What seems like a couple of years ago now, Mr Stoatie and I set off on our road trip to Skye and the Highlands. Things have been so hectic here that it’s taken me a while to get around to post about it, and I think it’s going to take quite a few instalments!
We’d originally planned to drive as far as Loch Lomond and then stop overnight and break the journey, but we were doing so well that we decided to hammer it and get up as far as Oban so that we would have more time to explore there. I was feeling remarkably well and enjoyed the journey through the glens despite Mr Stoatie throwing the ScoobyVan around the road like a Top Gear presenter. Unfortunately though, as is traditional, I started to develop one of Jane’s heads about ten minutes from Oban itself and by the time we reached the campsite I was reaching for a bowl.
The site we stayed at was a few miles out of town and was based in a huge walled garden – more like a walled field! It backed against Barcaldine Forest so there was wonderful walks for the dogs. Across the road to the front there was access down to the beach. It was one of the weirdest beaches I’d ever been on, as it was full of huge plastic tubes, stretching along the shoreline, some of which had been made into circle shapes and were floating in the water. A really empty industrial landscape in the middle of wonderful scenery.

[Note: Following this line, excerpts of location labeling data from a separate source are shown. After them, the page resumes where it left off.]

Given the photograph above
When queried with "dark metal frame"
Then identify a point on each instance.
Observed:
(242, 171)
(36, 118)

The first day we went into town to get info on the crossing to Skye from the CalMac Terminal. Right by the entrance there is a wonderful seafood stall selling produce straight from the sea – their boat is tied up about 15ft away. We decided to go for the seafood platter, I can’t describe how good this tasted! Please note that Mr Stoatie had started without me, he scoffed both slices of bread before I got a look in.
They had live crabs and lobsters at the front of the stall, which attracted a lot of attention, and there was a gentleman going round offering samples of mussels in white wine. The couple next to us arrived with a few oysters each on a bed of ice, we were immediately sorry we didn’t try those as well. Maybe next time! The stall was buzzing the entire time we were there and is obviously very popular.
Mr Pinchy meets his fans.
As you can tell from the pictures it was rather grey and drizzly.
We stopped at Dunstaffenage Castle on the way back, which was the historic stronghold of the McDougall Clan and a temporary prison for Flora McDonald (she crops up a lot on our trip!) The great thing about places like this is that you can take the dogs in too. They were even allowed in the gift shop which was rather nice of the staff as they were soaking wet by then. The castle is built on a plug of basalt and it’s quite a climb to get in. There is a small house inside, built in 1725 which looks habitable, it wasn’t open, but you could clamber over everything else. The dogs had great fun and were so entertaining (to everyone else) that an American tourist had to take their picture because ‘they were so cute’ Unfortunately I didn’t find being dragged around very cute, especially when my vertigo kicked in!
The Castle is on a spit of land extending out into the Firth of Lorn, a good position to defend.
You can see the height of the curtain walls and the plug of basalt they were built on. The ‘new house’ is just peeping from the battlements at the top right. The building under the tree is used to house the shop and toilets.